When President Richard Nixon’s Watergate misconduct was being dissected before congressional committees in 1973 and 1974, Republican support for him collapsed because most Americans shared news sources and inhabited a similar political reality.
In short, facts mattered.
Aides to Nixon did propose to him a plan to create sympathetic television news coverage; Roger Ailes backed the idea; and it eventually evolved into Fox News. And today Fox gives President Donald Trump an important defense system that Nixon never had.
Fox was the most popular television network for watching the first day of impeachment hearings this past week, with 2.9 million viewers (57% more than CNN had), and Fox viewers encountered a very different hearing from the one seen by viewers of other channels.
With Rep. Adam Schiff on the screen, Fox News’ graphic declared in all caps: “TRUMP HAS REPEATEDLY IMPLIED THAT SCHIFF HAS COMMITTED TREASON.” At a different moment, the screen warned: “9/26: SCHIFF PUBLICLY EXAGGERATED SUBSTANCE OF TRUMP-ZELENSKY CALL.”
Fox downplayed the news and undermined the witnesses. While Ambassador William Taylor was shown testifying, the Fox News screen graphic declared: “OCT 23: PRESIDENT TRUMP DISMISSED TAYLOR AS A “NEVER TRUMPER.” It also suggested his comments were, “TRIPLE HEARSAY.”
Researchers have found that Fox News isn’t very effective at informing Americans. A 2012 study by Fairleigh Dickinson University reported that watching Fox News had “a negative impact on people’s current events knowledge.”
The study found that those who regularly watched Fox News actually knew less about both domestic and international issues than those who watched no news at all. NPR listeners were particularly well-informed, the study found, but even people who got their news from a comedy program like “The Daily Show” — or who had no news source whatsoever — knew more about current events than Fox viewers.
That may be correlation rather than causation, but at the least it suggests that viewers of Fox News don’t actually learn much.
Yet if Fox News doesn’t inform citizens, it does sway their votes. Two Stanford scholars, Gregory J. Martin and Ali Yurukoglu, published a paper in American Economic Review in 2017 suggesting that without the network, the Republican share of the vote for president would have been 0.46 percentage points lower in 2000, 3.6 points lower in 2004 and 6.3 percentage points lower in 2008.
Let’s pause here to acknowledge that Fox News has some excellent reporters, and let me just say that I’m jealous of Chris Wallace’s interviewing skill. It’s unfair that the real Fox reporters are tainted by blowhards like Sean Hannity and Tucker Carlson, who engage less in journalism than in presidential public relations.
There’s no easy solution at a time when we’re all so polarized, but we can try to stand up for democratic and journalistic norms. It’s of course true that I live in a glass house. I’ve made countless mistakes in my career, and The New York Times makes them almost every day.
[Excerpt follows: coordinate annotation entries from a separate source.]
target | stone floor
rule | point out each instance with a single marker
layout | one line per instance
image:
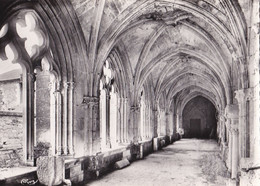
(188, 162)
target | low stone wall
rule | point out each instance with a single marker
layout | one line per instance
(147, 147)
(11, 139)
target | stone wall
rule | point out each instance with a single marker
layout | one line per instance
(10, 95)
(11, 139)
(11, 124)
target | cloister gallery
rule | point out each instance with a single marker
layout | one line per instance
(87, 83)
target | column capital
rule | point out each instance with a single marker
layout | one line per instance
(87, 100)
(234, 129)
(244, 94)
(232, 111)
(135, 108)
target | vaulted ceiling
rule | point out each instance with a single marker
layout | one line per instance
(181, 47)
(178, 48)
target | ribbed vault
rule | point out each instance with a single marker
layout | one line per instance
(175, 47)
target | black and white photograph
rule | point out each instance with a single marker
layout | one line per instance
(129, 93)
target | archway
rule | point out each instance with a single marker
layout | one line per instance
(199, 119)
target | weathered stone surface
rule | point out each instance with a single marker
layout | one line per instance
(50, 170)
(122, 163)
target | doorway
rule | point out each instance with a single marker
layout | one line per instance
(195, 128)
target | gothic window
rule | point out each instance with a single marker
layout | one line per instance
(108, 108)
(25, 54)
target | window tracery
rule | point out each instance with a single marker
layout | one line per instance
(108, 108)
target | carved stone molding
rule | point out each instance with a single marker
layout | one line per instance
(90, 100)
(135, 109)
(232, 111)
(244, 94)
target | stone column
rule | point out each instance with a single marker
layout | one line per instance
(155, 114)
(28, 118)
(92, 127)
(70, 117)
(235, 155)
(125, 118)
(134, 123)
(244, 97)
(229, 158)
(57, 95)
(232, 113)
(65, 118)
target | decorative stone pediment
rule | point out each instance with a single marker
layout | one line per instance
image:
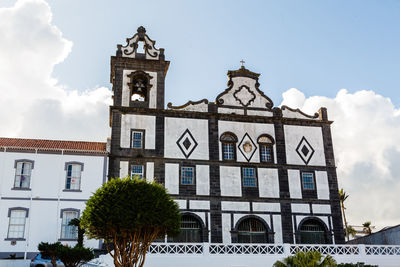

Yet that shouldn’t have stopped us from criticizing Father Charles Coughlin’s anti-Semitic radio broadcasts in the 1930s, and it shouldn’t stop us today from pointing out that Fox regularly hands the microphone to a guest, Joseph DiGenova, who might have made Joe McCarthy blush with this absurd anti-Semitic rant: “There’s no doubt that George Soros controls a very large part of the career Foreign Service at the United States State Department.”
While Democrats feel victimized by Fox News and allies like Rush Limbaugh, it’s also true that this right-wing cocoon is a disservice to its own true believers — because it feeds them misinformation. We saw that in the Iraq War, when Fox News anticipated that troops would be welcomed with flowers and that the war would pay for itself.
Early in the invasion of Iraq in 2003, I spent a scary, violent day with U.S. troops, and that night we watched a feed of Fox News — and our jaws dropped as commentators ridiculed critics of the invasion and blithely insisted that Iraqis were welcoming us as heroes. The troops and I looked at each other in astonishment.
The right-wing media bubble and its conspiracy theories can even be lethal. During the 2009-10 swine flu epidemic, Democrats and Republicans initially expressed roughly equal concern. But then conservative commentators denounced the Obama administration’s calls for vaccination as a nefarious plot. Glenn Beck, then of Fox News, warned that he would do “the exact opposite” of what the administration recommended.
As a result, Democrats in the end were 50% more likely to seek vaccination than Republicans, according to the Journal of Health, Politics and Law. Some 18,000 people died in that flu epidemic, so it seems logical that some died because they believed Fox News.
I wonder if Fox viewers are again being misled when they watch Hannity celebrate the opening of the impeachment hearings as a victory for Trump and as “a lousy day for the corrupt, do-nothing-for-three-years radical extreme socialist Democrats.” That is, shall we say, a quixotic interpretation.
In the meantime, Fox News is aggressively defending Trump, joining in smears of public servants and playing a role in history that embarrasses many of us in journalism.